The “Fountain of Reflection,” rescued and lovingly restored, is a classic of George Tsutakawa, the iconic Seattle-based Japanese American sculptor—and Husky—renowned for his exquisite expressions of flowing forms and cultural intersections.
In wholly different styles, these artistic installations evoke the odyssey of life and invite contemplation. Dean Frank Hodge often describes them as “striking metaphors for the profound transformation that occurs on a student’s educational journey within the walls of Founders Hall and throughout the Foster School.”

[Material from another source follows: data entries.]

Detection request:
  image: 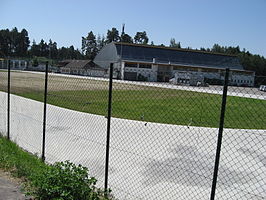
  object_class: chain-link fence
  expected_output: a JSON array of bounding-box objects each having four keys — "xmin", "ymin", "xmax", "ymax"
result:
[
  {"xmin": 0, "ymin": 60, "xmax": 8, "ymax": 136},
  {"xmin": 1, "ymin": 62, "xmax": 265, "ymax": 200}
]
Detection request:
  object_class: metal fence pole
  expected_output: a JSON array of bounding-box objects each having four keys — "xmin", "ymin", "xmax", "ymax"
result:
[
  {"xmin": 104, "ymin": 63, "xmax": 114, "ymax": 196},
  {"xmin": 210, "ymin": 68, "xmax": 230, "ymax": 200},
  {"xmin": 41, "ymin": 61, "xmax": 49, "ymax": 161},
  {"xmin": 7, "ymin": 60, "xmax": 11, "ymax": 140}
]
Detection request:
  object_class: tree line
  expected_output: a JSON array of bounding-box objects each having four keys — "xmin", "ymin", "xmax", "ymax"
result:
[
  {"xmin": 0, "ymin": 27, "xmax": 83, "ymax": 60},
  {"xmin": 0, "ymin": 27, "xmax": 265, "ymax": 76},
  {"xmin": 200, "ymin": 44, "xmax": 266, "ymax": 76},
  {"xmin": 81, "ymin": 27, "xmax": 149, "ymax": 59}
]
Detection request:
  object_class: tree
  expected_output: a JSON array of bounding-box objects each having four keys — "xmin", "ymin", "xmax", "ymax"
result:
[
  {"xmin": 106, "ymin": 28, "xmax": 120, "ymax": 43},
  {"xmin": 134, "ymin": 31, "xmax": 149, "ymax": 44},
  {"xmin": 48, "ymin": 39, "xmax": 58, "ymax": 59},
  {"xmin": 81, "ymin": 31, "xmax": 98, "ymax": 59},
  {"xmin": 10, "ymin": 27, "xmax": 19, "ymax": 56},
  {"xmin": 69, "ymin": 45, "xmax": 76, "ymax": 59},
  {"xmin": 120, "ymin": 33, "xmax": 133, "ymax": 43},
  {"xmin": 169, "ymin": 38, "xmax": 181, "ymax": 48},
  {"xmin": 58, "ymin": 47, "xmax": 69, "ymax": 59},
  {"xmin": 30, "ymin": 39, "xmax": 40, "ymax": 57},
  {"xmin": 17, "ymin": 29, "xmax": 30, "ymax": 57},
  {"xmin": 225, "ymin": 46, "xmax": 240, "ymax": 55},
  {"xmin": 81, "ymin": 36, "xmax": 87, "ymax": 55},
  {"xmin": 211, "ymin": 44, "xmax": 224, "ymax": 53},
  {"xmin": 96, "ymin": 34, "xmax": 106, "ymax": 51},
  {"xmin": 39, "ymin": 39, "xmax": 49, "ymax": 57},
  {"xmin": 32, "ymin": 56, "xmax": 39, "ymax": 66},
  {"xmin": 0, "ymin": 29, "xmax": 10, "ymax": 56}
]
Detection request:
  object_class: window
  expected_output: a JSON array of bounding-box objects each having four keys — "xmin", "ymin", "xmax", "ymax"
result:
[
  {"xmin": 139, "ymin": 64, "xmax": 152, "ymax": 69},
  {"xmin": 125, "ymin": 63, "xmax": 137, "ymax": 68}
]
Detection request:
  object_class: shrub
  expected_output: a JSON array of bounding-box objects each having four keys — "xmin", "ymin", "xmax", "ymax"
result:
[{"xmin": 28, "ymin": 161, "xmax": 105, "ymax": 200}]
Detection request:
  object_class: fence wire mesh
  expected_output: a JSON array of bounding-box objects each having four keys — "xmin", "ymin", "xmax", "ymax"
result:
[
  {"xmin": 9, "ymin": 69, "xmax": 44, "ymax": 156},
  {"xmin": 0, "ymin": 61, "xmax": 8, "ymax": 136},
  {"xmin": 45, "ymin": 73, "xmax": 109, "ymax": 187},
  {"xmin": 1, "ymin": 65, "xmax": 265, "ymax": 200},
  {"xmin": 108, "ymin": 76, "xmax": 224, "ymax": 199},
  {"xmin": 215, "ymin": 77, "xmax": 266, "ymax": 200}
]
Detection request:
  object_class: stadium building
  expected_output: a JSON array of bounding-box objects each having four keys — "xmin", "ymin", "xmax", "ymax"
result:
[{"xmin": 94, "ymin": 42, "xmax": 255, "ymax": 86}]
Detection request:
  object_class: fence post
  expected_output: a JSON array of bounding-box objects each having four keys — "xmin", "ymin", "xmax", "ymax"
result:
[
  {"xmin": 210, "ymin": 68, "xmax": 230, "ymax": 200},
  {"xmin": 104, "ymin": 63, "xmax": 114, "ymax": 196},
  {"xmin": 41, "ymin": 62, "xmax": 49, "ymax": 161},
  {"xmin": 7, "ymin": 60, "xmax": 11, "ymax": 140}
]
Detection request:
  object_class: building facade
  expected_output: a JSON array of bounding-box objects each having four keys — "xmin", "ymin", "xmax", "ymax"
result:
[
  {"xmin": 0, "ymin": 59, "xmax": 28, "ymax": 70},
  {"xmin": 59, "ymin": 60, "xmax": 106, "ymax": 77},
  {"xmin": 94, "ymin": 43, "xmax": 255, "ymax": 86}
]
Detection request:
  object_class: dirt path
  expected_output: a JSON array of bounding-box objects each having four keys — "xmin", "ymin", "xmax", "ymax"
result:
[{"xmin": 0, "ymin": 170, "xmax": 31, "ymax": 200}]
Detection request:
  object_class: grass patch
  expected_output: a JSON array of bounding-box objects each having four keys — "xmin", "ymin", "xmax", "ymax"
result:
[
  {"xmin": 0, "ymin": 71, "xmax": 264, "ymax": 129},
  {"xmin": 0, "ymin": 135, "xmax": 111, "ymax": 199},
  {"xmin": 0, "ymin": 135, "xmax": 47, "ymax": 178},
  {"xmin": 11, "ymin": 89, "xmax": 266, "ymax": 129}
]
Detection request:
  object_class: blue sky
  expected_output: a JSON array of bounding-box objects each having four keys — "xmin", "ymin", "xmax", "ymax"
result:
[{"xmin": 1, "ymin": 0, "xmax": 265, "ymax": 56}]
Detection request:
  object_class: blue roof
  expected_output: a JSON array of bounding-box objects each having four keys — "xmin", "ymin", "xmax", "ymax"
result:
[{"xmin": 114, "ymin": 43, "xmax": 243, "ymax": 70}]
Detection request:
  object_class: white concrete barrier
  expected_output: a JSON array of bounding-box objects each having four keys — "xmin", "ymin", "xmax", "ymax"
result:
[{"xmin": 0, "ymin": 92, "xmax": 265, "ymax": 199}]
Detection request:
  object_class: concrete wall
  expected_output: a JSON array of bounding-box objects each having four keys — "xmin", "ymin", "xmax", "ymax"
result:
[
  {"xmin": 0, "ymin": 92, "xmax": 264, "ymax": 200},
  {"xmin": 231, "ymin": 73, "xmax": 255, "ymax": 86},
  {"xmin": 172, "ymin": 69, "xmax": 255, "ymax": 86},
  {"xmin": 123, "ymin": 62, "xmax": 157, "ymax": 81}
]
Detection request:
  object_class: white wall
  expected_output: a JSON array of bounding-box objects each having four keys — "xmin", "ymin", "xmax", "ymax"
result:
[
  {"xmin": 232, "ymin": 74, "xmax": 255, "ymax": 86},
  {"xmin": 0, "ymin": 92, "xmax": 264, "ymax": 200}
]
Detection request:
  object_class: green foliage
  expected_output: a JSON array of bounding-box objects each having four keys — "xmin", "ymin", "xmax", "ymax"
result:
[
  {"xmin": 169, "ymin": 38, "xmax": 181, "ymax": 48},
  {"xmin": 28, "ymin": 161, "xmax": 105, "ymax": 200},
  {"xmin": 106, "ymin": 28, "xmax": 120, "ymax": 43},
  {"xmin": 30, "ymin": 39, "xmax": 83, "ymax": 60},
  {"xmin": 32, "ymin": 57, "xmax": 39, "ymax": 67},
  {"xmin": 96, "ymin": 34, "xmax": 106, "ymax": 52},
  {"xmin": 0, "ymin": 27, "xmax": 30, "ymax": 57},
  {"xmin": 0, "ymin": 135, "xmax": 47, "ymax": 179},
  {"xmin": 134, "ymin": 31, "xmax": 149, "ymax": 44},
  {"xmin": 0, "ymin": 136, "xmax": 110, "ymax": 200},
  {"xmin": 121, "ymin": 33, "xmax": 133, "ymax": 43},
  {"xmin": 82, "ymin": 31, "xmax": 98, "ymax": 59}
]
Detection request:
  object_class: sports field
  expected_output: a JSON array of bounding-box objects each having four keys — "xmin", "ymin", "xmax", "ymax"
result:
[{"xmin": 0, "ymin": 71, "xmax": 265, "ymax": 129}]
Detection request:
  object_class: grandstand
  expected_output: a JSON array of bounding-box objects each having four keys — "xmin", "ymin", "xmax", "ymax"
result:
[{"xmin": 94, "ymin": 42, "xmax": 255, "ymax": 86}]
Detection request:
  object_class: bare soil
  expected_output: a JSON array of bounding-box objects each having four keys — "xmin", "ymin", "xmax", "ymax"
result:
[{"xmin": 0, "ymin": 169, "xmax": 32, "ymax": 200}]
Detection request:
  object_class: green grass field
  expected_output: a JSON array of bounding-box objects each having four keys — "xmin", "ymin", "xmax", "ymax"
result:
[
  {"xmin": 0, "ymin": 71, "xmax": 265, "ymax": 129},
  {"xmin": 14, "ymin": 89, "xmax": 266, "ymax": 129}
]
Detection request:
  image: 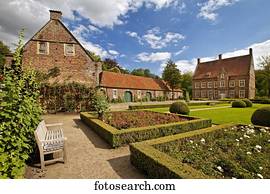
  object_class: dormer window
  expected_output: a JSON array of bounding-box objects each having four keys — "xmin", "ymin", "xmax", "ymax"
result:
[
  {"xmin": 37, "ymin": 41, "xmax": 49, "ymax": 55},
  {"xmin": 64, "ymin": 44, "xmax": 75, "ymax": 56},
  {"xmin": 220, "ymin": 73, "xmax": 225, "ymax": 79}
]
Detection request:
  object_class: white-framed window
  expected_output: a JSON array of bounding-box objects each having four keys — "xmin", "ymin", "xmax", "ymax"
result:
[
  {"xmin": 214, "ymin": 81, "xmax": 218, "ymax": 88},
  {"xmin": 195, "ymin": 91, "xmax": 200, "ymax": 98},
  {"xmin": 239, "ymin": 80, "xmax": 245, "ymax": 87},
  {"xmin": 112, "ymin": 89, "xmax": 118, "ymax": 99},
  {"xmin": 229, "ymin": 90, "xmax": 235, "ymax": 98},
  {"xmin": 208, "ymin": 82, "xmax": 213, "ymax": 88},
  {"xmin": 64, "ymin": 44, "xmax": 75, "ymax": 56},
  {"xmin": 201, "ymin": 82, "xmax": 206, "ymax": 88},
  {"xmin": 229, "ymin": 80, "xmax": 235, "ymax": 88},
  {"xmin": 37, "ymin": 41, "xmax": 49, "ymax": 55},
  {"xmin": 195, "ymin": 82, "xmax": 200, "ymax": 89},
  {"xmin": 208, "ymin": 90, "xmax": 213, "ymax": 98},
  {"xmin": 201, "ymin": 90, "xmax": 207, "ymax": 98},
  {"xmin": 137, "ymin": 90, "xmax": 141, "ymax": 99},
  {"xmin": 214, "ymin": 90, "xmax": 218, "ymax": 98},
  {"xmin": 239, "ymin": 90, "xmax": 245, "ymax": 98},
  {"xmin": 220, "ymin": 73, "xmax": 225, "ymax": 79},
  {"xmin": 220, "ymin": 80, "xmax": 225, "ymax": 88}
]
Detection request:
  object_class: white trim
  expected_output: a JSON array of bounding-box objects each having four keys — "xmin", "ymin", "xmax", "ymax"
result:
[
  {"xmin": 207, "ymin": 82, "xmax": 212, "ymax": 88},
  {"xmin": 112, "ymin": 89, "xmax": 118, "ymax": 99},
  {"xmin": 64, "ymin": 43, "xmax": 75, "ymax": 56},
  {"xmin": 220, "ymin": 80, "xmax": 225, "ymax": 88},
  {"xmin": 201, "ymin": 82, "xmax": 206, "ymax": 88},
  {"xmin": 239, "ymin": 80, "xmax": 245, "ymax": 87},
  {"xmin": 37, "ymin": 41, "xmax": 49, "ymax": 55},
  {"xmin": 195, "ymin": 82, "xmax": 200, "ymax": 89},
  {"xmin": 239, "ymin": 90, "xmax": 245, "ymax": 98},
  {"xmin": 137, "ymin": 90, "xmax": 142, "ymax": 99},
  {"xmin": 229, "ymin": 80, "xmax": 235, "ymax": 88}
]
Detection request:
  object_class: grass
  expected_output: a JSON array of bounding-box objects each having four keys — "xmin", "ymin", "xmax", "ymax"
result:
[{"xmin": 149, "ymin": 104, "xmax": 270, "ymax": 125}]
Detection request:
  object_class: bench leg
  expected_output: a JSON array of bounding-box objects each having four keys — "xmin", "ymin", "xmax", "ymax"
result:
[
  {"xmin": 63, "ymin": 139, "xmax": 67, "ymax": 163},
  {"xmin": 40, "ymin": 151, "xmax": 45, "ymax": 170}
]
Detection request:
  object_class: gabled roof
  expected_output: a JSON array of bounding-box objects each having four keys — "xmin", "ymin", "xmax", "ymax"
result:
[
  {"xmin": 100, "ymin": 71, "xmax": 176, "ymax": 91},
  {"xmin": 193, "ymin": 52, "xmax": 253, "ymax": 80}
]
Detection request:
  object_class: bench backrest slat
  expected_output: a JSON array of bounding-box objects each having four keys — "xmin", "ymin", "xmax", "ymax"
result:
[{"xmin": 35, "ymin": 120, "xmax": 48, "ymax": 141}]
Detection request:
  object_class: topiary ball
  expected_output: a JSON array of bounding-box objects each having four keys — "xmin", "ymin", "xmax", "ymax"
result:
[
  {"xmin": 242, "ymin": 99, "xmax": 253, "ymax": 107},
  {"xmin": 169, "ymin": 101, "xmax": 190, "ymax": 115},
  {"xmin": 251, "ymin": 107, "xmax": 270, "ymax": 127},
  {"xmin": 232, "ymin": 100, "xmax": 247, "ymax": 108}
]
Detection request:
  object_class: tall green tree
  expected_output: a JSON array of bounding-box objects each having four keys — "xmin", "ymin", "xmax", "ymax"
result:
[
  {"xmin": 162, "ymin": 60, "xmax": 182, "ymax": 99},
  {"xmin": 259, "ymin": 56, "xmax": 270, "ymax": 97},
  {"xmin": 87, "ymin": 50, "xmax": 101, "ymax": 62},
  {"xmin": 131, "ymin": 68, "xmax": 159, "ymax": 79},
  {"xmin": 181, "ymin": 71, "xmax": 193, "ymax": 95},
  {"xmin": 0, "ymin": 41, "xmax": 11, "ymax": 74},
  {"xmin": 102, "ymin": 58, "xmax": 129, "ymax": 74},
  {"xmin": 255, "ymin": 70, "xmax": 268, "ymax": 97}
]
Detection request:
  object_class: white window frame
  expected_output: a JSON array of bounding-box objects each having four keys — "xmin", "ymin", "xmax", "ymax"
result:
[
  {"xmin": 37, "ymin": 41, "xmax": 49, "ymax": 55},
  {"xmin": 208, "ymin": 82, "xmax": 212, "ymax": 88},
  {"xmin": 195, "ymin": 82, "xmax": 200, "ymax": 89},
  {"xmin": 239, "ymin": 90, "xmax": 245, "ymax": 98},
  {"xmin": 208, "ymin": 90, "xmax": 213, "ymax": 98},
  {"xmin": 220, "ymin": 73, "xmax": 225, "ymax": 79},
  {"xmin": 229, "ymin": 90, "xmax": 235, "ymax": 98},
  {"xmin": 239, "ymin": 80, "xmax": 245, "ymax": 87},
  {"xmin": 220, "ymin": 80, "xmax": 225, "ymax": 88},
  {"xmin": 112, "ymin": 89, "xmax": 118, "ymax": 99},
  {"xmin": 195, "ymin": 91, "xmax": 200, "ymax": 98},
  {"xmin": 229, "ymin": 80, "xmax": 235, "ymax": 88},
  {"xmin": 201, "ymin": 82, "xmax": 206, "ymax": 89},
  {"xmin": 214, "ymin": 90, "xmax": 218, "ymax": 98},
  {"xmin": 214, "ymin": 81, "xmax": 218, "ymax": 88},
  {"xmin": 64, "ymin": 43, "xmax": 75, "ymax": 56},
  {"xmin": 137, "ymin": 90, "xmax": 142, "ymax": 99},
  {"xmin": 201, "ymin": 90, "xmax": 207, "ymax": 98}
]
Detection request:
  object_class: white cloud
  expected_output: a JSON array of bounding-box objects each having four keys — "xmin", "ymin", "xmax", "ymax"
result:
[
  {"xmin": 127, "ymin": 27, "xmax": 185, "ymax": 49},
  {"xmin": 108, "ymin": 50, "xmax": 119, "ymax": 56},
  {"xmin": 198, "ymin": 0, "xmax": 240, "ymax": 21},
  {"xmin": 137, "ymin": 52, "xmax": 171, "ymax": 62},
  {"xmin": 175, "ymin": 45, "xmax": 189, "ymax": 56},
  {"xmin": 160, "ymin": 39, "xmax": 270, "ymax": 73},
  {"xmin": 88, "ymin": 24, "xmax": 102, "ymax": 33}
]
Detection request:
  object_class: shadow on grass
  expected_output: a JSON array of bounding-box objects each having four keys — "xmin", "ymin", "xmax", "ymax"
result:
[
  {"xmin": 108, "ymin": 155, "xmax": 145, "ymax": 179},
  {"xmin": 73, "ymin": 118, "xmax": 111, "ymax": 149}
]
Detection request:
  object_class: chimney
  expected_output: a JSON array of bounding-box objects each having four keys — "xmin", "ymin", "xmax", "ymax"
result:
[
  {"xmin": 249, "ymin": 48, "xmax": 253, "ymax": 55},
  {"xmin": 197, "ymin": 58, "xmax": 200, "ymax": 64},
  {"xmin": 218, "ymin": 54, "xmax": 222, "ymax": 60},
  {"xmin": 50, "ymin": 10, "xmax": 62, "ymax": 20}
]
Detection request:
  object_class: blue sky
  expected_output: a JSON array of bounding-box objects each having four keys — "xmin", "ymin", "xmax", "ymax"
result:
[{"xmin": 1, "ymin": 0, "xmax": 270, "ymax": 75}]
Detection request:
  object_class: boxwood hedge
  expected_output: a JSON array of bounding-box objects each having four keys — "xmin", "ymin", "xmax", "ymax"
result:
[
  {"xmin": 80, "ymin": 111, "xmax": 212, "ymax": 148},
  {"xmin": 130, "ymin": 124, "xmax": 234, "ymax": 178}
]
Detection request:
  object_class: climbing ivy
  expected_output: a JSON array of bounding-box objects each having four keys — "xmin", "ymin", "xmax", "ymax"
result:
[{"xmin": 0, "ymin": 30, "xmax": 42, "ymax": 178}]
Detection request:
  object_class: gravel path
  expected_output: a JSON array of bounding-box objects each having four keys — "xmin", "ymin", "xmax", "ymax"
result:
[{"xmin": 25, "ymin": 114, "xmax": 144, "ymax": 179}]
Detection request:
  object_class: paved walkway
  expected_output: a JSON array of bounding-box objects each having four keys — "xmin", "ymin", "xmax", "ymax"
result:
[{"xmin": 25, "ymin": 114, "xmax": 144, "ymax": 179}]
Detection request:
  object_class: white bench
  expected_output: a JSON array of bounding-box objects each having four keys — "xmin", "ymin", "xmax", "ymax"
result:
[{"xmin": 34, "ymin": 120, "xmax": 67, "ymax": 169}]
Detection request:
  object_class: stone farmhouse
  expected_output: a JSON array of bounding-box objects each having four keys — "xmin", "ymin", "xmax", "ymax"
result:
[
  {"xmin": 192, "ymin": 49, "xmax": 256, "ymax": 99},
  {"xmin": 5, "ymin": 10, "xmax": 182, "ymax": 102}
]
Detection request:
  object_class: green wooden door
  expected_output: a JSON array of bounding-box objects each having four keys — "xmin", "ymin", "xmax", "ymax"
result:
[
  {"xmin": 124, "ymin": 91, "xmax": 132, "ymax": 102},
  {"xmin": 146, "ymin": 92, "xmax": 152, "ymax": 101}
]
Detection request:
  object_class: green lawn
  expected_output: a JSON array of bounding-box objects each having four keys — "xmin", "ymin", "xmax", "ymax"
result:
[{"xmin": 149, "ymin": 104, "xmax": 270, "ymax": 125}]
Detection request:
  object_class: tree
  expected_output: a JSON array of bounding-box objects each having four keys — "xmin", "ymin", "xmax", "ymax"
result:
[
  {"xmin": 131, "ymin": 68, "xmax": 160, "ymax": 79},
  {"xmin": 87, "ymin": 51, "xmax": 101, "ymax": 62},
  {"xmin": 181, "ymin": 71, "xmax": 193, "ymax": 96},
  {"xmin": 0, "ymin": 41, "xmax": 11, "ymax": 74},
  {"xmin": 162, "ymin": 60, "xmax": 182, "ymax": 100},
  {"xmin": 91, "ymin": 90, "xmax": 109, "ymax": 120},
  {"xmin": 259, "ymin": 56, "xmax": 270, "ymax": 97},
  {"xmin": 102, "ymin": 58, "xmax": 129, "ymax": 74},
  {"xmin": 255, "ymin": 70, "xmax": 268, "ymax": 97}
]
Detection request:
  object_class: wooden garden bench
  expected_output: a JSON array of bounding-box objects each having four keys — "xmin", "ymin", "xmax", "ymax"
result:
[{"xmin": 34, "ymin": 120, "xmax": 67, "ymax": 169}]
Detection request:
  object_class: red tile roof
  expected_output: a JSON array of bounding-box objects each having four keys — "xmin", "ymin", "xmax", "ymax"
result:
[
  {"xmin": 100, "ymin": 71, "xmax": 179, "ymax": 91},
  {"xmin": 193, "ymin": 54, "xmax": 253, "ymax": 80}
]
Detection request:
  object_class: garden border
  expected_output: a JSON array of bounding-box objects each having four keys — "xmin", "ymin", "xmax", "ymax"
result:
[
  {"xmin": 130, "ymin": 123, "xmax": 235, "ymax": 178},
  {"xmin": 128, "ymin": 101, "xmax": 227, "ymax": 110},
  {"xmin": 80, "ymin": 111, "xmax": 212, "ymax": 148}
]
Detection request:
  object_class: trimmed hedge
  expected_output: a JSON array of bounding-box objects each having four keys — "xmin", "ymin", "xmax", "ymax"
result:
[
  {"xmin": 169, "ymin": 102, "xmax": 190, "ymax": 115},
  {"xmin": 130, "ymin": 124, "xmax": 234, "ymax": 178},
  {"xmin": 251, "ymin": 98, "xmax": 270, "ymax": 104},
  {"xmin": 232, "ymin": 100, "xmax": 247, "ymax": 108},
  {"xmin": 129, "ymin": 101, "xmax": 225, "ymax": 110},
  {"xmin": 251, "ymin": 106, "xmax": 270, "ymax": 127},
  {"xmin": 242, "ymin": 99, "xmax": 253, "ymax": 107},
  {"xmin": 80, "ymin": 111, "xmax": 212, "ymax": 148}
]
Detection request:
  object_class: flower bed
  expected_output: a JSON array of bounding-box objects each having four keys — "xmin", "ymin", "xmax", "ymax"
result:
[
  {"xmin": 103, "ymin": 111, "xmax": 192, "ymax": 129},
  {"xmin": 130, "ymin": 124, "xmax": 270, "ymax": 179},
  {"xmin": 80, "ymin": 111, "xmax": 211, "ymax": 148}
]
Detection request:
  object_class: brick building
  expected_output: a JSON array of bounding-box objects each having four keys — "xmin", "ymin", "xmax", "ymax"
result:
[
  {"xmin": 192, "ymin": 49, "xmax": 255, "ymax": 99},
  {"xmin": 100, "ymin": 71, "xmax": 182, "ymax": 102},
  {"xmin": 21, "ymin": 10, "xmax": 102, "ymax": 86}
]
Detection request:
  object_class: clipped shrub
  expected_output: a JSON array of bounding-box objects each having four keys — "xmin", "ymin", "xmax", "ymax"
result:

Madison, a member of the Tulalip Tribes, was raised in a family steeped in traditional Salish and Tlingit Northwest-Coast Native art. He began carving when he was eight years old, under the tutelage of his grandfather, Frank Madison, and father, Richard Madison. Richard also taught his son sculpture and abstract painting, and introduced him to the European masters and their innovative styles.
James Madison earned his BA in fine arts from the UW in 2000, and another from the Pratt School of Fine Arts in 2004, where he studied the art history of the Native American Northwest Coast, two-dimensional design and carving, metal sculpture and glass blowing, fusing and casting.